Travel data analytics firm ForwardKeys said travel bookings
to the U.S. declined 6.5 percent year over year following the order. The
Global Business Travel Association pegs the loss from bookings in the week
following the order at $185 million.
Marriott International CEO Arne Sorenson said
in February that the order had not had a measurable impact on Marriott's
performance in the U.S. but that he's heard it may have led group bookings to
shift away from U.S. hotels. Sorenson and executives like Loews Hotels &
Resorts CEO Jonathan Tisch and U.S. Travel Association CEO Roger Dow have in
the past called for a global trusted traveler program that strengthens U.S.
borders without turning off inbound travel.
"It was not long ago that we saw that same mentality as
a reaction to 9/11," Tisch said at the NYU International Hospitality
Industry Investment Conference in June. "But we learned that pulling back
from the rest of the world is not an option. Adopting a Fortress America
mentality did us much more harm than good."

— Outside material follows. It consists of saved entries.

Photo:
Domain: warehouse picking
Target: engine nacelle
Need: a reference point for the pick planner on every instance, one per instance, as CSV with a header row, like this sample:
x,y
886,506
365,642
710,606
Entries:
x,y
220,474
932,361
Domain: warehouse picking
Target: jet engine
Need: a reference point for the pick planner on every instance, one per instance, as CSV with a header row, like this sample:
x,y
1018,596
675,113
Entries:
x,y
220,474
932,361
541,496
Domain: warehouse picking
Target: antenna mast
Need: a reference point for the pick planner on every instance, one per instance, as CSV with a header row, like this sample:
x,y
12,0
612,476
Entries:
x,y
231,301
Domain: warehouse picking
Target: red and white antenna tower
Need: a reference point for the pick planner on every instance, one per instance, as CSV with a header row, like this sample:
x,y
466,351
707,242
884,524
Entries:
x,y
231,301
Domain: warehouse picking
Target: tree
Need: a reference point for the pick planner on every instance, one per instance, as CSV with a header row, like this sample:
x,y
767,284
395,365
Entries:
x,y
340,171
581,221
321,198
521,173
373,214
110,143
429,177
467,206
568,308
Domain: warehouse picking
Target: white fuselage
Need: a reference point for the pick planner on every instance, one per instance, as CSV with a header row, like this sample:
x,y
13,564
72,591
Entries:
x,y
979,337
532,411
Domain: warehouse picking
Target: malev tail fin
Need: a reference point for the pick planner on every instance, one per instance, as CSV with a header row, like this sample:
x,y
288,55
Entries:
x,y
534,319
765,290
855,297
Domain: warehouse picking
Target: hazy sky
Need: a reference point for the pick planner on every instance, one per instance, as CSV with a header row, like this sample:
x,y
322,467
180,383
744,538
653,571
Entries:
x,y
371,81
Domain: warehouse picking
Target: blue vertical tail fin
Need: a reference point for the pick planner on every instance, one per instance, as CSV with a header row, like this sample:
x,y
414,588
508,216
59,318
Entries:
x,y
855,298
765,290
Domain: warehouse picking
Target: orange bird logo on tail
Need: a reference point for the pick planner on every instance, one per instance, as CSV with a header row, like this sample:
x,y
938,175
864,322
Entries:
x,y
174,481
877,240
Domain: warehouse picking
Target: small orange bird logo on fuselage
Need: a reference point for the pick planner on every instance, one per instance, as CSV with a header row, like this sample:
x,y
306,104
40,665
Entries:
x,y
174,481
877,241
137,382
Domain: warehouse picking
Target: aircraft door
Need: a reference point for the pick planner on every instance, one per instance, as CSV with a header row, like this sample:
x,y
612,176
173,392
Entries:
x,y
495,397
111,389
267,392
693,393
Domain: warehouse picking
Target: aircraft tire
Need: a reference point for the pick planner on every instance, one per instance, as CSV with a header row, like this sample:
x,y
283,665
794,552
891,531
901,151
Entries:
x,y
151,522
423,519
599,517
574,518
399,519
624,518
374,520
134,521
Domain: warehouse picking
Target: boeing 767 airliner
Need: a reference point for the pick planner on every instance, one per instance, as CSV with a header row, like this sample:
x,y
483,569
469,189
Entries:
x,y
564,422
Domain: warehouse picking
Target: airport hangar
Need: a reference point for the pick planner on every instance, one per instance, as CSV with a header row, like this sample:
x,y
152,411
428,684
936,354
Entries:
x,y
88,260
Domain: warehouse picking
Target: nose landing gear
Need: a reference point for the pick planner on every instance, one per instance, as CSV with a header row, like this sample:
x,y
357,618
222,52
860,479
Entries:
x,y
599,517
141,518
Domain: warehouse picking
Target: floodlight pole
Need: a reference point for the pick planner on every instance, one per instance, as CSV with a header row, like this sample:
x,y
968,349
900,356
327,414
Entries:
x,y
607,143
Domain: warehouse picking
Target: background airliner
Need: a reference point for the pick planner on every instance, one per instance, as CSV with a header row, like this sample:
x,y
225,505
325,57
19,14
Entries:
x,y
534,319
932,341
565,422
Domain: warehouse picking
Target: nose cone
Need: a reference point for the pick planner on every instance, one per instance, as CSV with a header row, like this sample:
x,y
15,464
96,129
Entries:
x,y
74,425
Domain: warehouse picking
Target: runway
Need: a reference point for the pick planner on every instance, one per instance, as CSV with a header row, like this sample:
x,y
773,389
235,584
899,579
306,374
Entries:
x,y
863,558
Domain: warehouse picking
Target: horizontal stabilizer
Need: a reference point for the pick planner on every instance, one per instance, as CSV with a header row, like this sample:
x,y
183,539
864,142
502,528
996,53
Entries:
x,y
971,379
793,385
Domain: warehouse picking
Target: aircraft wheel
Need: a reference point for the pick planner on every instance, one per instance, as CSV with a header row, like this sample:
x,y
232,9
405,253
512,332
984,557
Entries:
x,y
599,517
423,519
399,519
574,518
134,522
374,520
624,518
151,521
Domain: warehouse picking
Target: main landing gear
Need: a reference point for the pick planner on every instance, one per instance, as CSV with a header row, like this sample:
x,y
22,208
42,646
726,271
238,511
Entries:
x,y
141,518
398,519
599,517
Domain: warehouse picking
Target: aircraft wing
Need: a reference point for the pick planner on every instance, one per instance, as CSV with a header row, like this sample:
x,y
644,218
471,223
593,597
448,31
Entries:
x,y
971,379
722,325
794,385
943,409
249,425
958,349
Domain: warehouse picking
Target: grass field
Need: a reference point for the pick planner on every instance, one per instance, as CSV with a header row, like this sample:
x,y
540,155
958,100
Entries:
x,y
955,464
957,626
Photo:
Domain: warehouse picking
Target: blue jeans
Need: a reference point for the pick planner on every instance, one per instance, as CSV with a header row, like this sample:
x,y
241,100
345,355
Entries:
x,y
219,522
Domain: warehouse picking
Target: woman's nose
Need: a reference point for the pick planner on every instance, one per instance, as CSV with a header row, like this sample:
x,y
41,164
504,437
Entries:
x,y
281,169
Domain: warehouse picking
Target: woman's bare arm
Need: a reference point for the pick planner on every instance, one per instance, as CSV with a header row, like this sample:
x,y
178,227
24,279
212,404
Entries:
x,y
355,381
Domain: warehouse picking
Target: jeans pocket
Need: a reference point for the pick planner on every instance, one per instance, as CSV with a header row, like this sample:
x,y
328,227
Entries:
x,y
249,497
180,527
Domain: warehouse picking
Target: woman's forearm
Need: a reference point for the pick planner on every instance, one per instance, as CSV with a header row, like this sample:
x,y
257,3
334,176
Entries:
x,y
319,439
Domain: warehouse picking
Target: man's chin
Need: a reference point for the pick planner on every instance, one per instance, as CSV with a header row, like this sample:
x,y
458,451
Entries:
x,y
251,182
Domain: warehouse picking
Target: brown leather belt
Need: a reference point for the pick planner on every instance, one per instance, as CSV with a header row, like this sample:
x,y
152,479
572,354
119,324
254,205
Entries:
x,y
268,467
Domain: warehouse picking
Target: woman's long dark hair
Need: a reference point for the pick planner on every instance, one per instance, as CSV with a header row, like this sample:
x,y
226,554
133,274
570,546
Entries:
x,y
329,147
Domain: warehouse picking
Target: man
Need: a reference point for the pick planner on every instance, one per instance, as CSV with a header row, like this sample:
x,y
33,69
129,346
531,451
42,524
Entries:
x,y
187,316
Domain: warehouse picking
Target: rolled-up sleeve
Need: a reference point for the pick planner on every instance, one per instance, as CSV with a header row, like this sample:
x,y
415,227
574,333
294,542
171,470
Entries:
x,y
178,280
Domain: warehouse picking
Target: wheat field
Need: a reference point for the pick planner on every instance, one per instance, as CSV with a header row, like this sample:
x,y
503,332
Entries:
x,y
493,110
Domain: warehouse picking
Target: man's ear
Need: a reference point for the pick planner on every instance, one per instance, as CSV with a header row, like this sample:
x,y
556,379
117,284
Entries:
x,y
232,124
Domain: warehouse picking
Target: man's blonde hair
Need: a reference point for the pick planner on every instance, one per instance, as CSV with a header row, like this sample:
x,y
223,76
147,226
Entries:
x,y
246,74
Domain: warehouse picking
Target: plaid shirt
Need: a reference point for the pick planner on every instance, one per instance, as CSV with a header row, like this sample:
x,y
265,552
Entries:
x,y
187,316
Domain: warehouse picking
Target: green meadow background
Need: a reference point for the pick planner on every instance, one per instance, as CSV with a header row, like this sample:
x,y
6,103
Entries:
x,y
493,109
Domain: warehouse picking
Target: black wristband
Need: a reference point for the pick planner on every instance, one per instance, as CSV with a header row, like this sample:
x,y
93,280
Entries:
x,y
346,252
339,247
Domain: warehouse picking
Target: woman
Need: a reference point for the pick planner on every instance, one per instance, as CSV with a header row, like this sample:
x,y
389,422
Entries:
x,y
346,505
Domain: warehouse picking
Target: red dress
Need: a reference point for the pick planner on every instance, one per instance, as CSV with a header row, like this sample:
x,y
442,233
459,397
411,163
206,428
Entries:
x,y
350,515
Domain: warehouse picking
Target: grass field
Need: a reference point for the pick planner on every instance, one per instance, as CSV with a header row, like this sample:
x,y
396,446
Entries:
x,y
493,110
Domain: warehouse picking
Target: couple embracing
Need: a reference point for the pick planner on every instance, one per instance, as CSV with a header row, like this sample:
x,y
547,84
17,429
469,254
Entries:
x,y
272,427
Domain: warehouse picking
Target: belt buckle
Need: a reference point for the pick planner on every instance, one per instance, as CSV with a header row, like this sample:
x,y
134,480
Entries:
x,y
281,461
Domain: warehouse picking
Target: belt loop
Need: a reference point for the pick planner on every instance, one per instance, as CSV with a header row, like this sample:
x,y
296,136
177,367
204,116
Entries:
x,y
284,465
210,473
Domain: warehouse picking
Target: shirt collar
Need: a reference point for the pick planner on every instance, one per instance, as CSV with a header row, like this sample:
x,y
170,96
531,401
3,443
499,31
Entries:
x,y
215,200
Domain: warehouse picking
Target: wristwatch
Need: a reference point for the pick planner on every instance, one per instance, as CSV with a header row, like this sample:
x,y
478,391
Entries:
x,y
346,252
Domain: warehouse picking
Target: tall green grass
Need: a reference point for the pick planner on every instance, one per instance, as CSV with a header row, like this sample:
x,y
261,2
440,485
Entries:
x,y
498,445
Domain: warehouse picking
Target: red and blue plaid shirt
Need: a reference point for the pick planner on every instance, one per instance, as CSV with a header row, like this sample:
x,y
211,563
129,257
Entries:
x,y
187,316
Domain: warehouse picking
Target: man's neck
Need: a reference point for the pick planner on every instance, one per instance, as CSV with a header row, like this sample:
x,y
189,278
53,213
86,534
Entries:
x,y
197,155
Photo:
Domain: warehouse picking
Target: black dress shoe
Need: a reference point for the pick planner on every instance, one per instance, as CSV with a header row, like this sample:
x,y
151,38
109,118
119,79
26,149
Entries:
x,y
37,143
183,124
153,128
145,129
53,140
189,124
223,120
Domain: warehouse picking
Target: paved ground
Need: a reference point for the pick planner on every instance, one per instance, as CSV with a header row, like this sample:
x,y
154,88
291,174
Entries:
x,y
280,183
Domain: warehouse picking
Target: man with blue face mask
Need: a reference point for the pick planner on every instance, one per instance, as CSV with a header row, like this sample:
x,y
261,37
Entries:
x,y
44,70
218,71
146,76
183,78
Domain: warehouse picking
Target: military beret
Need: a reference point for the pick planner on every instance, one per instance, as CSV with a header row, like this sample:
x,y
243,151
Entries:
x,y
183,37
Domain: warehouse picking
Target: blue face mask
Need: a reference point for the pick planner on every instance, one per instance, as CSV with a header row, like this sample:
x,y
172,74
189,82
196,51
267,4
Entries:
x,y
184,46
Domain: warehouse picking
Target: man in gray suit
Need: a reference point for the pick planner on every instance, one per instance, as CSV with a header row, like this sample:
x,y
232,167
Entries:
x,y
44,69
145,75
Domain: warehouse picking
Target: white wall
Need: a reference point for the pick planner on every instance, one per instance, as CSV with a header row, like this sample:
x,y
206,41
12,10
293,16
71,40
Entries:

President Trump also has ordered a wall between
the U.S. and Mexico, an end to the policy of releasing illegal immigrants while
they await their hearings and a withdrawal of federal funding to sanctuary
cities, which do not prosecute those who've violated federal immigration laws. The
order could significantly impact the hotel industry; Pew Research Center in
2012 estimated that 18 percent of undocumented immigrants work in the
hospitality sector, while 16 work in the construction industry. Similarly, a
border adjustment tax could lead to a rise in U.S. hotels' imported food and
beverage costs, which have remained stable in recent years.